Today (March 8) marks International Women’s Day, Zoe Hennessy General Secretary of the YCL has issued this statement on behalf of the YCL Executive Committee.

It is a time to reflect on and celebrate the past and current contribution of women to the struggle for socialism and equality, and look forwards to the struggles of the future.

Currently women in Britain have faced massive setbacks in the struggle for female emancipation. Research by trade unions and other organisations has shown that austerity has had a devastating impact on the lives of women. Almost two thirds of low paid workers are women and there has been a 74% increase in women’s underemployment. Women are stuck at the bottom end of local government pay scales and the problem is getting worse after a three-year pay freeze, followed by two below-inflation pay offers and cuts. Job losses, low pay and underemployment mean that women have little chance to progress at work. Cuts to benefits have hit women particularly hard and as cuts to care provision bite it is women who are picking up the pieces.

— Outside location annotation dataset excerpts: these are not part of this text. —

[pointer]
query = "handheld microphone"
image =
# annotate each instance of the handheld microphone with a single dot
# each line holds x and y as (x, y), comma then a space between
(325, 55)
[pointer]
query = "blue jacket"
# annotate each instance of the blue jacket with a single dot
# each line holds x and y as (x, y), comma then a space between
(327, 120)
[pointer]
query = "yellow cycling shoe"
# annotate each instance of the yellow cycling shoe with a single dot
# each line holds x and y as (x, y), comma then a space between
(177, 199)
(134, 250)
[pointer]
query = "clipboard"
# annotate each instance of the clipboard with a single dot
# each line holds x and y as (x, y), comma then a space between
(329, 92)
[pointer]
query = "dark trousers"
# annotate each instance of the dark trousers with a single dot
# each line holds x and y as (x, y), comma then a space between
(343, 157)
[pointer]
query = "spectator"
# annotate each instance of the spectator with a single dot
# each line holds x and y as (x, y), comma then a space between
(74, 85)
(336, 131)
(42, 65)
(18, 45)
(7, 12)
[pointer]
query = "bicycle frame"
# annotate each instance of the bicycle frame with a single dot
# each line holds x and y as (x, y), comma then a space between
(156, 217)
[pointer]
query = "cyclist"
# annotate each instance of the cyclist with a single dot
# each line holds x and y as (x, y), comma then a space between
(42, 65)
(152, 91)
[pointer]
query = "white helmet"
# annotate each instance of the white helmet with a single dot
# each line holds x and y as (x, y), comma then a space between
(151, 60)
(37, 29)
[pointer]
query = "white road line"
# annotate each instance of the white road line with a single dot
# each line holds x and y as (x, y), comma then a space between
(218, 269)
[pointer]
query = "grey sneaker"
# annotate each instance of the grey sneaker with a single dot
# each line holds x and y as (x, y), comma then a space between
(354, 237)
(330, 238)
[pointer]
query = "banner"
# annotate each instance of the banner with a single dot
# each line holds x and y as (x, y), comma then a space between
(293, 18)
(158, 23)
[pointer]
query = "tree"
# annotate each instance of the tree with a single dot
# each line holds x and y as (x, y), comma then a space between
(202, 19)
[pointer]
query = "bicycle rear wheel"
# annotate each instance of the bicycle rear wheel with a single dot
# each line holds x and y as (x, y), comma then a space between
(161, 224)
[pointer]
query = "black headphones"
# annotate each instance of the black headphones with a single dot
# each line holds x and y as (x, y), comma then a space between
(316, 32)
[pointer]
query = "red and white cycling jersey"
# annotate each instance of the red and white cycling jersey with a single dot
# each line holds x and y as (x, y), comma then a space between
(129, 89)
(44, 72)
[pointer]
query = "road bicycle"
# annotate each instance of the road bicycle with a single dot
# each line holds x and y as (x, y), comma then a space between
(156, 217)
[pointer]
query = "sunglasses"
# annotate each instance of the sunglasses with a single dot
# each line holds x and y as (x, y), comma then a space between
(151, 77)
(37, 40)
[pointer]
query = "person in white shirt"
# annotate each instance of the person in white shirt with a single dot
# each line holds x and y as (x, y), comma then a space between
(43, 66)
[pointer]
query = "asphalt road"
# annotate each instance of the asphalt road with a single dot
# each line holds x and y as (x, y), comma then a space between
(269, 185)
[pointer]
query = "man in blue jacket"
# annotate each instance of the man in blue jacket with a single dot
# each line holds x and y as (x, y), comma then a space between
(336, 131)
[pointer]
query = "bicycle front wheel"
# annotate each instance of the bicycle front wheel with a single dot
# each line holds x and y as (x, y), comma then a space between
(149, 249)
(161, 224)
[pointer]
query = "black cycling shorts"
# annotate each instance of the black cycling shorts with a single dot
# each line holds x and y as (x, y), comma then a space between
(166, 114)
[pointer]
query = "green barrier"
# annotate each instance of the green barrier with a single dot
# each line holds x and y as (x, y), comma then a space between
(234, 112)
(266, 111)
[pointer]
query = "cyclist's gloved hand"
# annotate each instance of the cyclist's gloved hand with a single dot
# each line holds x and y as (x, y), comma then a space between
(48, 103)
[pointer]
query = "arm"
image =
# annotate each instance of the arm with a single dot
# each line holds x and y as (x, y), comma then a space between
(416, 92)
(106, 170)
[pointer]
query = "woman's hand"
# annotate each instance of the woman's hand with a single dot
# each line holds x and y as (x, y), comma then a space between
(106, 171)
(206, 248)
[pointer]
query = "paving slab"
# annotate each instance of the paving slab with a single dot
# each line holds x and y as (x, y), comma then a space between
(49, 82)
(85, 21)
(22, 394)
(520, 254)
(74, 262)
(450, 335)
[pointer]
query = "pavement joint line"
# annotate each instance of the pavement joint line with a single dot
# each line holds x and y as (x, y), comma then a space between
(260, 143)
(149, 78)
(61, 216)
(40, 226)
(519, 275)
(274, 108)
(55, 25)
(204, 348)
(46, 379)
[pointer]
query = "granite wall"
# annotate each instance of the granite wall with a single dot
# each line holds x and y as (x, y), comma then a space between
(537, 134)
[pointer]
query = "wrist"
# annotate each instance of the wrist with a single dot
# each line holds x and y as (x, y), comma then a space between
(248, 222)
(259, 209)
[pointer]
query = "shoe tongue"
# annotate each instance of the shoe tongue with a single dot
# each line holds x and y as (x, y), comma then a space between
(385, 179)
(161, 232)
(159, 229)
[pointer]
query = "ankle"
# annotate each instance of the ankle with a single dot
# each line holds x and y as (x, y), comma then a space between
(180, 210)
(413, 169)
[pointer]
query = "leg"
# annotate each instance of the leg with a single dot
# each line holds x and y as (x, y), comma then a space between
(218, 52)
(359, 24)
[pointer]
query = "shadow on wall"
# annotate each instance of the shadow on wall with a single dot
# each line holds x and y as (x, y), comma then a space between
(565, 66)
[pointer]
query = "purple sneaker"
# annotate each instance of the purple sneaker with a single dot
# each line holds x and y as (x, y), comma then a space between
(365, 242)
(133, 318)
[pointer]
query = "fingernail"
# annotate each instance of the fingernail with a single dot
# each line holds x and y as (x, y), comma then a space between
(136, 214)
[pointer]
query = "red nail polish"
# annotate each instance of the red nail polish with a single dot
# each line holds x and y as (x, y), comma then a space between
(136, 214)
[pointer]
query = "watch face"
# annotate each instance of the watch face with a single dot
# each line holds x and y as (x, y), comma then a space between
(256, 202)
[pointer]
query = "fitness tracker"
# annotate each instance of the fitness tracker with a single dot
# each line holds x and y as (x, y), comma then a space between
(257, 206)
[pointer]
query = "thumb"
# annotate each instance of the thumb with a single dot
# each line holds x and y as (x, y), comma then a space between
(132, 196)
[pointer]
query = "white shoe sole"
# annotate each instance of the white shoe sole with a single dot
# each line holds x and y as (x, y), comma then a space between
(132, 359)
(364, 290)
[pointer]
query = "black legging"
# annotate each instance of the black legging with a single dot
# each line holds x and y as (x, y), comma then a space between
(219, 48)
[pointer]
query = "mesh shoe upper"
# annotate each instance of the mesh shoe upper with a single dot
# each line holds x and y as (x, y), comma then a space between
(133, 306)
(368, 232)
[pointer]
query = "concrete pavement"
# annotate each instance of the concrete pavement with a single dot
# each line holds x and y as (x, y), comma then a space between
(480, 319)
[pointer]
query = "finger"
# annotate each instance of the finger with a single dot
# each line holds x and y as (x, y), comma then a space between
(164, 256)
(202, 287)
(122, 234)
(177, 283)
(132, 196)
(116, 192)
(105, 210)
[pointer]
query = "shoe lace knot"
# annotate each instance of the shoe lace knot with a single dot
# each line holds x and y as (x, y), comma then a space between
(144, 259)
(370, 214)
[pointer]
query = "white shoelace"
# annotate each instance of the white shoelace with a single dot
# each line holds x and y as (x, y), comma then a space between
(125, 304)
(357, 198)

In comparison, the women’s movement after the socialist revolution in Cuba continues to develop apace. Since the revolution women’s equality has been guaranteed by law and the Federation of Cuban Women work ministries, trade unions and organisations to provide equal opportunities for women, develop community services, draw women out of the home and mobilise women to engage in political and governmental work. At grass roots level the FCW mounts campaigns relating to women’s issues, such as community health and education programmes, civic rights campaigns and programmes promoting equality in different aspects of the lives of women. Currently 85% of women over the age of 14 are members of the Federation and over 73,000 branches across Cuba. In 1956 (before the revolution) women made up just 17% of the workforce, and mostly in areas such as domestic service. Prostitution was widespread and often the only means of survival for women. Women have made huge gains in Cuba not only entering the workforce (women make up 44%) but also in the careers they now have access to, for example, over 50% of doctors are women. All women are guaranteed maternity leave and the state provides high quality childcare at a low cost from 3 months until children reach school age.
Compare this to Britain, where childcare for 2 children is estimated to cost around £11,700 a year, it is no wonder that women are having to give up their careers in order to look after their children. The universal provision of healthcare in Cuba has meant that the burden of care has been lifted from women, whilst access to contraception and abortion has allowed women to pursue their careers and educational ambitions.Whilst the progress women have made in Britain is eroded by the ideology of austerity, it is important to take courage and learn lessons from our sisters in the socialist countries.

The proletariat will be able to attain its liberation only if it fights together without the difference of nationality and profession. In the same way, it can attain its liberation only if it stands together without the distinction of sex. The incorporation of the great masses of proletarian women in the liberation struggle of the proletariat is one of the prerequisites for the victory of the socialist idea and for the construction of a socialist society.” – Clara Zetkin

The struggle for socialism and the fight for women’s equality are interconnected, and one cannot take place without the other.

Forward to women’s liberation! Forward to Socialism!